The Restoration Team

men of the restoration team

The vision, commitment and ingenuity required of Caesar & John Colclough to create this garden is mirrored in the restoration team led by Alan Ryan and David Bawden, and their small but dedicated team of hardworking gardeners, many of whom started with Alan and David as volunteers on the project. Under the umbrella of Hook Tourism work began in July 2010 after a licence was signed with the garden’s owners Coillte Teoranta and in the space of two short years this resilient team, with the goodwill and support of the local community, sponsors and aided in part by a number of government bodies, succeeded in re-opening the Walled Garden to the public in May 2012. The phrase ‘much done, more to do’ is bandied about a lot but it rings true in this instance.

It must have been a significant undertaking creating this garden, starting with the planting of the broadleaf forest that surrounds the garden, then sourcing the stone for the outer wall and making the bricks that line its walls. The stone was gathered from the surrounding fields and the bricks were hand made in the Walled Garden using local estuarine mud and the lime mortar was made in the kiln at the battlement bridge. The lime was mixed with sand and water and holds the Flemish bond courses of brick together in the walls.

Restoring the garden has met with its challenges too, aside from the usual constraints facing a project like this, such as logistic and financial ones, restoring this garden presented its own unique set of tests, including reclaiming the east section which was overrun with laurel and dominated by thirty giant Sitka spruce. Clearing the river shores became a priority after the partially restored garden was submerged in flood waters and tons of gravel on the paths leading up to the garden were swept away. Another storm in 2014 brought down a 130 year old ash tree which fell into the garden, crashing against the wall, close to the glasshouse, thankfully causing minimal damage.

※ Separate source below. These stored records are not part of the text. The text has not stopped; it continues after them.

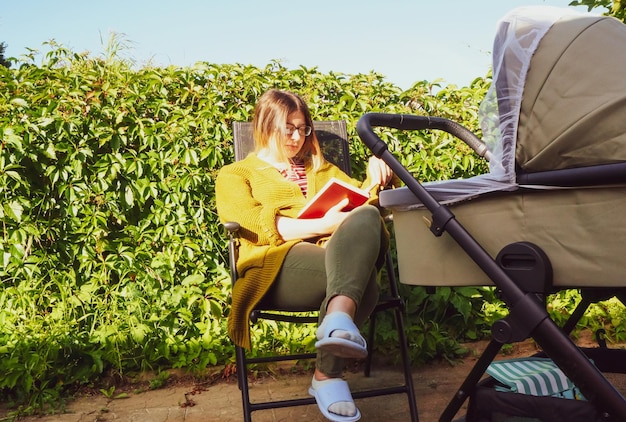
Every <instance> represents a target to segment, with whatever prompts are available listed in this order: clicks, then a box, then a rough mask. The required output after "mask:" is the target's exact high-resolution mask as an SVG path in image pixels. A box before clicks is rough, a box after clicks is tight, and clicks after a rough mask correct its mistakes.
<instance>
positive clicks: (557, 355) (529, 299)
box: [356, 113, 626, 421]
mask: <svg viewBox="0 0 626 422" xmlns="http://www.w3.org/2000/svg"><path fill="white" fill-rule="evenodd" d="M372 126H383V127H391V128H395V129H400V130H420V129H428V128H435V129H441V128H443V129H444V130H446V131H448V130H449V131H454V132H458V133H460V134H461V136H463V137H464V138H467V139H470V138H472V137H473V138H475V137H474V136H473V135H472V136H467V134H466V133H464V132H465V130H466V129H465V128H463V127H462V126H461V125H458V124H455V123H454V122H451V121H446V119H441V118H434V117H423V116H408V115H400V114H382V113H367V114H365V115H363V116H362V117H361V118H360V119H359V121H358V122H357V125H356V129H357V133H358V135H359V137H360V138H361V140H362V141H363V143H365V145H366V146H367V147H368V148H369V149H370V150H371V151H372V153H373V154H374V155H376V156H377V157H378V158H381V159H382V160H383V161H384V162H385V163H386V164H387V165H388V166H389V167H390V168H391V169H392V170H393V172H394V173H395V174H396V175H397V176H398V177H399V178H400V179H401V180H402V181H403V182H404V183H405V184H406V187H407V188H408V189H409V190H410V191H411V192H412V193H413V194H414V195H415V196H416V197H417V198H418V199H419V200H420V201H421V202H422V204H424V206H425V207H426V208H427V209H428V210H429V211H430V212H431V213H432V223H431V227H430V230H431V232H432V233H433V234H434V235H435V236H441V235H442V234H443V232H444V231H445V232H447V233H448V234H449V235H450V236H451V237H452V238H453V239H454V240H455V241H456V242H457V243H458V244H459V246H460V247H461V248H462V249H463V250H464V251H465V252H466V253H467V255H468V256H469V257H470V258H472V259H473V260H474V262H476V264H478V266H479V267H480V268H481V269H482V270H483V271H484V272H485V274H487V276H489V278H490V279H491V280H492V281H493V283H494V284H495V286H496V287H498V288H499V289H500V291H501V292H502V294H503V299H504V302H505V303H506V304H507V305H508V307H509V309H510V311H511V315H514V316H515V318H514V320H513V322H515V323H516V324H519V325H520V327H523V329H524V330H525V332H527V333H530V334H531V336H532V337H533V338H534V339H535V340H536V341H537V343H538V344H539V345H540V346H541V347H542V348H543V350H544V351H545V352H546V353H547V355H548V356H550V357H551V358H552V359H553V360H554V362H555V363H556V364H557V365H558V366H559V367H560V368H561V369H562V370H563V372H564V373H565V375H567V376H568V377H569V378H570V379H571V380H572V381H574V384H575V385H577V386H578V387H579V388H580V390H581V391H582V392H583V394H584V395H585V397H587V399H589V400H590V401H592V402H595V403H597V404H598V405H599V408H600V409H602V410H603V411H608V416H610V420H612V421H618V420H619V421H626V400H624V397H622V396H621V394H620V393H619V392H618V391H617V390H616V389H615V387H613V386H612V385H611V384H610V383H609V382H608V380H607V379H606V378H604V376H603V375H602V374H601V373H600V372H599V371H598V369H597V368H596V367H595V366H594V365H593V364H592V363H591V362H590V361H589V359H587V357H586V356H585V354H584V353H583V352H582V351H581V350H580V349H579V348H578V347H576V345H574V343H573V342H572V341H571V340H570V339H569V338H568V337H567V336H566V335H565V334H564V332H563V331H562V330H561V329H560V328H559V327H558V326H557V325H556V324H555V323H554V321H553V320H552V319H551V318H550V317H549V315H548V313H547V310H546V309H545V307H544V305H543V303H541V301H539V300H538V299H537V297H536V296H535V295H534V294H532V293H528V292H524V291H523V290H522V289H521V288H520V287H519V286H518V285H517V284H516V283H515V282H514V281H513V280H512V279H511V278H510V277H509V275H508V274H507V273H506V272H504V270H503V269H502V268H501V267H500V266H498V264H497V263H496V262H495V260H494V259H493V258H492V257H491V256H490V255H489V254H488V253H487V251H485V250H484V249H483V248H482V246H481V245H480V244H479V243H478V242H477V241H476V240H475V239H474V238H473V237H472V236H471V234H469V233H468V232H467V231H466V230H465V228H464V227H463V226H462V225H461V224H460V223H459V222H458V221H457V220H456V218H455V216H454V214H453V213H452V212H451V211H450V210H449V209H448V207H447V206H445V205H442V204H440V203H439V202H437V200H436V199H435V198H434V197H433V196H432V195H431V194H430V193H429V192H428V191H427V190H426V188H424V186H422V184H421V183H419V181H417V180H416V179H415V178H414V177H413V175H412V174H411V173H410V172H409V171H408V170H407V169H406V168H404V167H403V166H402V164H401V163H400V161H399V160H398V159H397V158H396V157H395V156H394V155H393V154H392V153H391V152H390V151H389V150H388V149H387V144H386V143H385V142H384V141H383V140H382V139H380V138H379V137H378V136H377V135H376V134H375V133H374V131H373V129H372ZM476 139H478V138H476ZM495 334H497V333H494V340H495V338H496V336H495Z"/></svg>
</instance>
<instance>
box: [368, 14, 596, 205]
mask: <svg viewBox="0 0 626 422" xmlns="http://www.w3.org/2000/svg"><path fill="white" fill-rule="evenodd" d="M568 16H573V17H578V16H590V15H583V14H582V13H579V12H577V11H574V10H571V9H566V8H556V7H550V6H529V7H520V8H517V9H514V10H512V11H511V12H509V13H508V14H507V15H505V16H504V17H503V18H502V19H501V20H500V21H499V22H498V24H497V27H496V37H495V40H494V47H493V82H492V84H491V87H490V88H489V91H488V92H487V95H486V96H485V98H484V100H483V102H482V103H481V106H480V111H479V117H480V121H481V129H482V131H483V142H485V144H486V145H487V147H488V149H489V151H490V153H491V154H490V155H491V158H490V161H489V173H486V174H482V175H478V176H474V177H471V178H468V179H458V180H445V181H434V182H425V183H423V185H424V187H426V188H427V190H428V191H429V192H430V193H431V194H432V195H433V197H435V199H437V200H438V201H439V202H440V203H444V204H449V203H454V202H459V201H463V200H466V199H470V198H473V197H476V196H478V195H481V194H484V193H488V192H494V191H512V190H515V189H517V188H518V185H517V182H516V173H515V170H516V168H515V150H516V139H517V132H518V124H519V117H520V108H521V104H522V95H523V93H524V88H525V82H526V77H527V74H528V72H529V68H530V64H531V59H532V57H533V55H534V54H535V51H536V50H537V47H538V45H539V43H540V41H541V40H542V39H543V37H544V36H545V35H546V33H547V32H548V31H549V30H550V28H551V27H552V26H553V24H554V23H555V22H556V21H558V20H559V19H562V18H566V17H568ZM380 203H381V205H382V206H385V207H391V208H412V207H422V206H423V205H422V204H421V203H419V201H418V200H417V198H415V196H414V195H413V194H412V193H411V192H410V191H408V189H406V188H401V189H395V190H390V191H384V192H382V194H381V197H380Z"/></svg>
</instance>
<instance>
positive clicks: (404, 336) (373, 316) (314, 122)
mask: <svg viewBox="0 0 626 422" xmlns="http://www.w3.org/2000/svg"><path fill="white" fill-rule="evenodd" d="M314 127H315V132H316V134H317V137H318V140H319V142H320V147H321V149H322V152H323V153H324V156H325V157H326V159H327V160H329V161H331V162H332V163H334V164H335V165H337V166H338V167H340V168H341V169H342V170H343V171H344V172H346V173H347V174H348V175H350V174H351V168H350V157H349V152H348V140H347V131H346V122H345V121H317V122H314ZM233 133H234V148H235V160H240V159H243V158H245V157H246V155H247V154H248V153H249V152H250V151H252V150H253V149H254V140H253V136H252V124H251V123H247V122H234V123H233ZM225 227H226V229H227V231H228V232H229V236H230V241H229V255H230V271H231V278H232V283H233V285H234V283H236V281H237V270H236V268H237V266H236V263H237V254H238V250H237V245H238V240H237V232H238V230H239V224H238V223H237V222H227V223H225ZM386 273H387V277H388V282H389V295H385V296H381V298H380V300H379V303H378V304H377V306H376V308H375V310H374V312H373V313H372V315H371V317H370V324H369V333H368V345H367V347H368V352H369V353H368V357H367V360H366V361H365V369H364V375H365V376H366V377H368V376H370V367H371V358H372V353H373V344H374V333H375V327H376V315H377V313H378V312H380V311H384V310H393V311H394V314H395V323H396V329H397V331H398V347H399V349H400V354H401V358H402V370H403V372H404V384H402V385H399V386H390V387H380V388H376V389H371V390H366V391H355V392H353V393H352V396H353V398H354V399H360V398H366V397H375V396H383V395H391V394H400V393H403V394H406V395H407V398H408V404H409V410H410V415H411V420H412V421H417V420H418V415H417V406H416V401H415V391H414V387H413V378H412V375H411V364H410V361H409V355H408V346H407V339H406V335H405V331H404V321H403V316H402V313H403V311H404V302H403V300H402V299H401V297H400V295H399V293H398V287H397V284H396V277H395V268H394V266H393V262H392V260H391V253H390V252H388V254H387V260H386ZM318 310H319V309H301V310H299V311H301V312H304V313H305V314H304V315H305V316H303V314H302V313H295V312H284V310H280V309H274V310H272V309H256V310H254V311H252V313H251V315H250V320H251V322H252V323H255V322H256V321H258V320H259V319H266V320H274V321H282V322H289V323H297V324H304V323H317V322H318V316H317V312H316V311H318ZM310 315H313V316H310ZM235 358H236V368H237V381H238V384H239V389H240V390H241V399H242V404H243V414H244V420H245V421H246V422H248V421H251V420H252V412H254V411H256V410H265V409H274V408H282V407H292V406H301V405H310V404H315V398H313V397H308V396H307V397H303V398H298V399H290V400H277V401H264V402H252V401H251V398H250V392H249V384H248V365H250V364H258V363H270V362H280V361H295V360H302V359H312V358H315V353H304V354H290V355H285V354H273V355H264V356H257V357H248V356H247V354H246V350H245V349H244V348H242V347H239V346H235Z"/></svg>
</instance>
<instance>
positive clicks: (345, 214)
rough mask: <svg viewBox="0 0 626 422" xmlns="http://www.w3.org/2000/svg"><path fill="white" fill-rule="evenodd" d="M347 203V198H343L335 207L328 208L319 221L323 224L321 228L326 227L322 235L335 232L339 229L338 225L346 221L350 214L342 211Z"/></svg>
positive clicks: (322, 224)
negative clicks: (345, 220)
mask: <svg viewBox="0 0 626 422" xmlns="http://www.w3.org/2000/svg"><path fill="white" fill-rule="evenodd" d="M349 202H350V201H349V200H348V198H344V199H343V200H341V202H339V203H338V204H337V205H335V206H333V207H331V208H329V209H328V211H326V214H324V217H322V218H321V219H320V220H321V221H322V222H323V223H322V226H323V227H326V230H325V233H322V234H332V233H334V232H335V230H337V227H339V225H340V224H341V223H342V222H343V220H345V219H346V217H347V216H348V214H349V213H350V212H349V211H342V210H343V209H344V208H345V207H346V205H348V203H349Z"/></svg>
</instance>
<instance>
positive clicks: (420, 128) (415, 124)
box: [357, 113, 491, 161]
mask: <svg viewBox="0 0 626 422" xmlns="http://www.w3.org/2000/svg"><path fill="white" fill-rule="evenodd" d="M361 121H362V123H361ZM359 124H360V127H359ZM373 126H384V127H390V128H394V129H400V130H425V129H437V130H443V131H445V132H447V133H449V134H451V135H453V136H456V137H457V138H459V139H460V140H462V141H463V142H465V143H466V144H467V145H469V146H470V148H472V149H473V150H474V152H475V153H476V154H478V155H479V156H480V157H484V158H486V159H487V160H488V161H489V159H490V158H491V153H490V152H489V150H488V149H487V145H485V143H484V142H483V141H482V140H481V139H480V138H478V137H477V136H476V135H474V133H473V132H472V131H470V130H469V129H467V128H466V127H465V126H463V125H461V124H459V123H457V122H454V121H452V120H448V119H445V118H443V117H430V116H414V115H408V114H385V113H368V114H365V115H364V116H363V117H361V120H360V121H359V123H358V124H357V131H358V132H359V136H361V139H362V140H363V142H364V143H365V145H367V146H368V147H369V148H370V149H371V150H372V151H373V152H374V154H376V151H375V149H374V148H372V147H373V146H374V145H378V144H379V142H382V141H381V140H380V139H378V137H377V136H376V134H375V133H374V131H373V130H372V127H373ZM383 144H384V142H383ZM376 155H377V154H376ZM377 156H378V155H377Z"/></svg>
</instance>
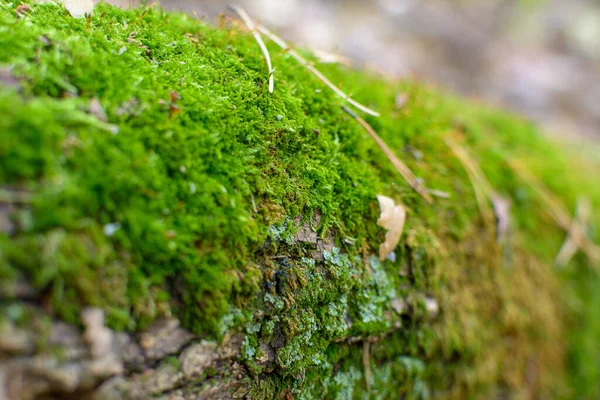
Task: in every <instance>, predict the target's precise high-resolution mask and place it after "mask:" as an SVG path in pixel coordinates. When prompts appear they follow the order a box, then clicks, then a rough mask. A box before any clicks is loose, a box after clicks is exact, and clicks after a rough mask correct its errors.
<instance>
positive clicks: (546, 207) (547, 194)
mask: <svg viewBox="0 0 600 400" xmlns="http://www.w3.org/2000/svg"><path fill="white" fill-rule="evenodd" d="M508 165H510V167H511V168H512V169H513V171H515V173H516V174H517V175H518V176H519V177H520V178H521V179H522V180H523V181H524V182H525V183H526V184H527V185H529V186H530V187H531V188H532V189H533V191H534V192H536V193H537V195H538V196H539V198H540V199H541V200H542V203H544V205H545V206H546V207H545V210H546V212H547V213H548V215H550V217H552V219H553V220H554V222H556V224H557V225H558V226H560V227H561V228H562V229H564V230H565V231H566V232H569V231H570V230H571V226H572V225H573V221H572V220H571V217H570V215H569V211H568V210H567V209H566V208H565V207H564V205H563V204H562V203H561V201H560V200H559V199H558V198H557V197H556V196H555V195H554V193H552V192H551V191H550V189H548V188H547V187H545V186H544V185H543V184H542V182H540V181H539V180H538V179H537V178H536V177H535V176H533V174H531V173H530V172H529V171H527V170H526V169H525V168H524V167H523V166H521V165H520V164H519V163H518V162H517V161H514V160H513V161H510V160H509V161H508ZM574 240H577V244H578V245H579V247H580V248H581V249H582V250H583V252H584V253H585V255H586V256H587V257H588V258H589V259H590V260H592V261H594V262H599V261H600V246H598V245H596V244H595V243H594V242H592V241H591V240H590V239H589V238H588V237H586V236H583V237H576V238H574Z"/></svg>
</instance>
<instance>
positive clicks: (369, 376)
mask: <svg viewBox="0 0 600 400" xmlns="http://www.w3.org/2000/svg"><path fill="white" fill-rule="evenodd" d="M363 368H364V370H365V384H366V385H367V392H370V391H371V343H369V341H367V340H365V341H364V342H363Z"/></svg>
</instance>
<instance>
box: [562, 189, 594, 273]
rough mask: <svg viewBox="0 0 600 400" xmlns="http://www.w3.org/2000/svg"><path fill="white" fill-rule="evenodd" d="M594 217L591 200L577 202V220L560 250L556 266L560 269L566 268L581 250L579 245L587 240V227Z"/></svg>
mask: <svg viewBox="0 0 600 400" xmlns="http://www.w3.org/2000/svg"><path fill="white" fill-rule="evenodd" d="M591 216H592V205H591V204H590V202H589V199H586V198H581V199H579V200H578V201H577V208H576V210H575V219H574V220H573V223H572V224H571V228H570V229H569V232H568V234H567V239H566V240H565V243H564V244H563V246H562V247H561V248H560V251H559V252H558V255H557V256H556V259H555V260H554V262H555V264H556V265H557V266H559V267H564V266H565V265H567V264H568V263H569V261H571V259H572V258H573V256H574V255H575V253H577V250H578V249H579V243H582V242H583V239H584V238H585V226H586V225H587V223H588V221H589V219H590V217H591Z"/></svg>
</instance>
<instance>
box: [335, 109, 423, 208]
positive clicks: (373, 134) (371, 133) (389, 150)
mask: <svg viewBox="0 0 600 400" xmlns="http://www.w3.org/2000/svg"><path fill="white" fill-rule="evenodd" d="M342 109H343V110H344V111H346V112H347V113H348V115H350V116H351V117H352V118H354V119H355V120H356V121H358V123H359V124H360V125H361V126H362V127H363V128H364V129H365V130H366V131H367V133H368V134H369V135H371V137H372V138H373V140H375V143H377V145H378V146H379V148H380V149H381V151H383V153H384V154H385V155H386V156H387V158H388V160H390V162H391V163H392V164H393V165H394V167H396V170H397V171H398V172H399V173H400V175H402V177H403V178H404V179H405V180H406V181H407V182H408V184H409V185H410V186H412V188H413V189H414V190H415V191H416V192H417V193H419V194H420V195H421V196H422V197H423V198H424V199H425V200H427V202H428V203H429V204H432V203H433V199H432V198H431V196H430V195H429V193H427V191H426V190H425V189H424V188H423V187H422V186H421V184H420V183H419V182H418V181H417V177H416V176H415V175H414V174H413V173H412V171H411V170H410V168H408V167H407V166H406V164H404V163H403V162H402V161H401V160H400V159H399V158H398V157H397V156H396V155H395V154H394V152H393V151H392V150H391V149H390V148H389V147H388V145H387V144H385V142H384V141H383V139H381V138H380V137H379V135H378V134H377V132H375V130H373V128H372V127H371V125H369V124H368V123H367V121H365V120H364V119H362V118H361V117H359V116H358V115H356V114H355V113H353V112H352V111H351V110H349V109H348V108H347V107H344V106H342Z"/></svg>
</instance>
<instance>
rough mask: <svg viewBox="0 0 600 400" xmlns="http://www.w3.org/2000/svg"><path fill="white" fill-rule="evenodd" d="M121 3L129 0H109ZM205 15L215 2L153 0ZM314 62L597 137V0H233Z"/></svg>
mask: <svg viewBox="0 0 600 400" xmlns="http://www.w3.org/2000/svg"><path fill="white" fill-rule="evenodd" d="M110 2H111V3H113V4H118V5H121V6H131V5H134V4H135V3H136V0H111V1H110ZM159 3H161V4H162V5H163V7H165V8H167V9H180V10H183V11H186V12H190V13H191V12H196V13H198V14H199V15H201V16H206V17H207V18H208V19H212V18H215V16H216V15H217V14H218V13H219V12H226V11H227V2H226V1H222V0H161V1H159ZM236 4H239V5H241V6H242V7H244V8H245V9H246V11H248V13H249V14H250V15H251V16H253V17H254V18H255V19H258V20H260V21H262V22H263V23H264V24H266V25H267V26H269V27H271V28H273V29H275V31H277V32H278V33H279V34H280V36H282V37H283V38H284V39H286V40H288V41H290V42H293V43H294V45H295V46H298V47H305V48H310V49H312V50H314V51H316V52H317V55H319V56H320V58H321V59H322V60H323V61H337V62H343V63H347V64H349V65H353V66H356V67H359V68H365V69H372V70H375V71H377V72H379V73H382V74H385V75H389V76H390V77H393V78H399V79H402V78H406V77H411V78H416V79H419V80H422V81H426V82H431V83H435V84H436V85H438V86H441V87H444V88H446V89H449V90H451V91H454V92H456V93H459V94H461V95H463V96H467V97H472V98H475V99H478V100H483V101H485V102H488V103H491V104H494V105H498V106H501V107H504V108H508V109H512V110H514V111H516V112H518V113H521V114H522V115H524V116H526V117H527V118H529V119H532V120H534V121H536V122H538V123H539V124H541V125H542V126H543V127H544V128H545V129H546V130H547V131H548V132H549V133H551V134H554V135H557V136H559V137H561V138H567V139H570V140H581V139H584V140H587V139H591V140H594V141H600V1H599V0H361V1H357V0H346V1H342V0H253V1H251V0H237V3H236Z"/></svg>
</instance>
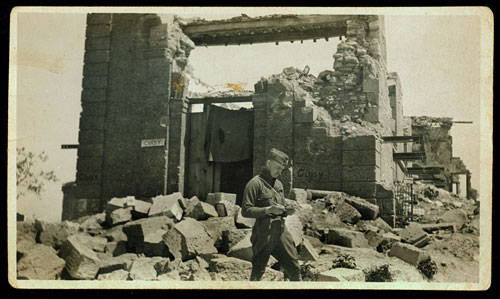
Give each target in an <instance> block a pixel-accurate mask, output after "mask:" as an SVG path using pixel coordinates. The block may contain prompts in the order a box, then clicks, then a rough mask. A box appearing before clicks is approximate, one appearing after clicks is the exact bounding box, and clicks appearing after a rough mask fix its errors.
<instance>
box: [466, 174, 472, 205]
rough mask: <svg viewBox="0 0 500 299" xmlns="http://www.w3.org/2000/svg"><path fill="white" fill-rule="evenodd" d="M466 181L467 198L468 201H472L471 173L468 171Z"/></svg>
mask: <svg viewBox="0 0 500 299" xmlns="http://www.w3.org/2000/svg"><path fill="white" fill-rule="evenodd" d="M465 180H466V185H465V193H466V196H467V199H471V197H472V196H471V188H472V187H471V173H470V171H467V173H466V174H465Z"/></svg>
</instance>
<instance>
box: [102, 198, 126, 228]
mask: <svg viewBox="0 0 500 299" xmlns="http://www.w3.org/2000/svg"><path fill="white" fill-rule="evenodd" d="M126 207H127V198H126V197H121V198H118V197H113V198H112V199H110V200H109V201H108V202H107V203H106V208H105V210H104V211H105V213H106V222H107V223H110V222H111V219H109V216H110V215H111V212H113V211H114V210H116V209H123V208H126Z"/></svg>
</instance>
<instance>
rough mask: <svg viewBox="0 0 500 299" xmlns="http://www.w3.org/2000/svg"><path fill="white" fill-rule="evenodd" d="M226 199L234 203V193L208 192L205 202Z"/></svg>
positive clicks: (215, 201) (217, 201)
mask: <svg viewBox="0 0 500 299" xmlns="http://www.w3.org/2000/svg"><path fill="white" fill-rule="evenodd" d="M223 201H227V202H230V203H232V204H233V205H235V204H236V194H234V193H224V192H216V193H208V194H207V203H209V204H211V205H213V204H216V203H218V202H223Z"/></svg>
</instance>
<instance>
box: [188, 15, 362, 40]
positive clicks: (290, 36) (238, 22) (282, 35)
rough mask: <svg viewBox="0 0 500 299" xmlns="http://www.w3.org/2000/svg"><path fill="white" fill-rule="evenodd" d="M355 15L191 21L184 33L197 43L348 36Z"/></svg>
mask: <svg viewBox="0 0 500 299" xmlns="http://www.w3.org/2000/svg"><path fill="white" fill-rule="evenodd" d="M357 17H358V16H353V15H291V16H288V15H287V16H278V17H275V18H266V17H261V18H245V19H234V18H233V19H229V20H224V21H207V22H191V23H187V24H186V25H184V26H183V32H184V33H185V34H186V35H187V36H189V38H190V39H191V40H192V41H193V42H194V43H195V44H196V45H197V46H216V45H240V44H253V43H267V42H283V41H296V40H297V41H298V40H300V41H303V40H310V39H321V38H325V39H327V38H330V37H337V36H345V35H346V30H347V21H348V20H352V19H355V18H357Z"/></svg>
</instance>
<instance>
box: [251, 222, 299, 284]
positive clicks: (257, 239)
mask: <svg viewBox="0 0 500 299" xmlns="http://www.w3.org/2000/svg"><path fill="white" fill-rule="evenodd" d="M251 241H252V251H253V256H252V274H251V275H250V280H251V281H258V280H260V279H261V278H262V276H263V275H264V272H265V269H266V265H267V263H268V261H269V257H270V256H271V255H272V256H274V257H275V258H276V259H277V260H278V262H279V263H280V265H282V266H283V268H284V269H285V272H286V274H287V275H288V278H289V279H290V280H291V281H300V280H301V274H300V266H299V262H298V259H299V257H298V253H297V249H296V248H295V245H294V242H293V238H292V235H291V234H290V233H289V232H288V230H287V229H286V228H283V227H282V224H281V222H280V221H273V222H271V225H270V227H265V228H261V229H259V228H258V227H254V230H253V231H252V237H251Z"/></svg>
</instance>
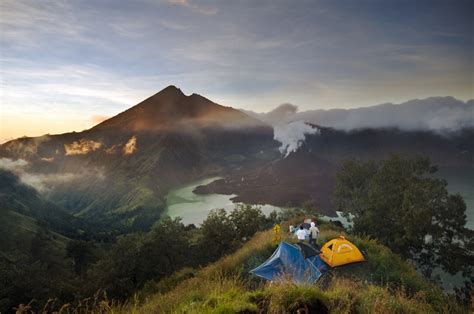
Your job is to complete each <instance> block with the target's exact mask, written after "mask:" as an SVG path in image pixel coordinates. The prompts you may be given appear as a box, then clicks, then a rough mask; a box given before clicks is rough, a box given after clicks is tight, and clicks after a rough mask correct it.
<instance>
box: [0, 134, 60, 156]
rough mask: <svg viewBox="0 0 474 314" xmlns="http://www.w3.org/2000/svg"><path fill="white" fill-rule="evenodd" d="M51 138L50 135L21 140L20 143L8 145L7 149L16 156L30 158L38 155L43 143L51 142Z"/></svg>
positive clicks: (24, 138)
mask: <svg viewBox="0 0 474 314" xmlns="http://www.w3.org/2000/svg"><path fill="white" fill-rule="evenodd" d="M50 139H51V138H50V137H49V136H48V135H44V136H39V137H34V138H20V139H19V140H18V141H15V142H12V143H6V144H5V145H4V147H5V149H6V150H7V151H8V152H10V153H12V154H13V155H15V156H20V157H21V158H29V157H32V156H35V155H36V154H37V153H38V147H39V145H40V144H41V143H44V142H47V141H49V140H50Z"/></svg>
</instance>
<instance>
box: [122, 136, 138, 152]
mask: <svg viewBox="0 0 474 314" xmlns="http://www.w3.org/2000/svg"><path fill="white" fill-rule="evenodd" d="M136 150H137V137H136V136H132V137H131V138H130V139H129V140H128V142H127V143H126V144H125V146H124V147H123V153H124V155H131V154H133V153H134V152H135V151H136Z"/></svg>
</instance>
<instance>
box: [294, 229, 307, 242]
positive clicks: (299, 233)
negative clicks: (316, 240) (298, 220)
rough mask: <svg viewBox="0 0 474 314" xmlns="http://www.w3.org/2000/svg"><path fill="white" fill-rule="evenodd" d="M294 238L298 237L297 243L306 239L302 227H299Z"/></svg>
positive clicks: (303, 230)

The magnitude of the task undertaken is reflected in the storyboards dotted around the garden, which show the extent of the dereliction in the garden at the start of the project, and the impressive progress of the restoration project over the past 8 years is comprehensively documented.

The garden borrows gracefully from the natural beauty of its surroundings. The towering woodland canopies outside cocoons the garden providing year-long colour and interest and welcome shelter. The garden walls frame the titian blue sky in picture fashion. The gentle flow of the river provides the natural rhythm of the garden. The overall initial impression is one of calm and peacefulness despite the obvious volume of work required to maintain and develop the garden and the number of people visiting the garden. With its complexity and multitude of sights, sound, scents and tastes this wonderfully sensory garden lives up to its claim to reviving your natural senses.

The Colclough Walled Garden’s logo is based on the original Colclough family coat of arms and like the garden itself it has been reimagined and reinstated to the present. The original crest displayed eagles with a shield and sword coupled with the Latin motto, ‘His Calcabo Gentes’, meaning ‘with these things we control the people (nations)’. The garden’s logo has retained the eagle symbol and has been faithfully reworked replacing Sir Anthony Colclough’s shield and sword with the Georgian garden tools a trenching fork and a manure fork to represent how “with these things” the current custodians, the gardeners, control “nature”.

Open all year round, the garden is a thing of brilliance and beauty, as handsome when it is carpeted in sparkling winter frosts as when it is bathed in full summer sun, a garden for all seasons with its rich historical and natural heritage, once lost but now a paradise restored for all the people of the world to enjoy.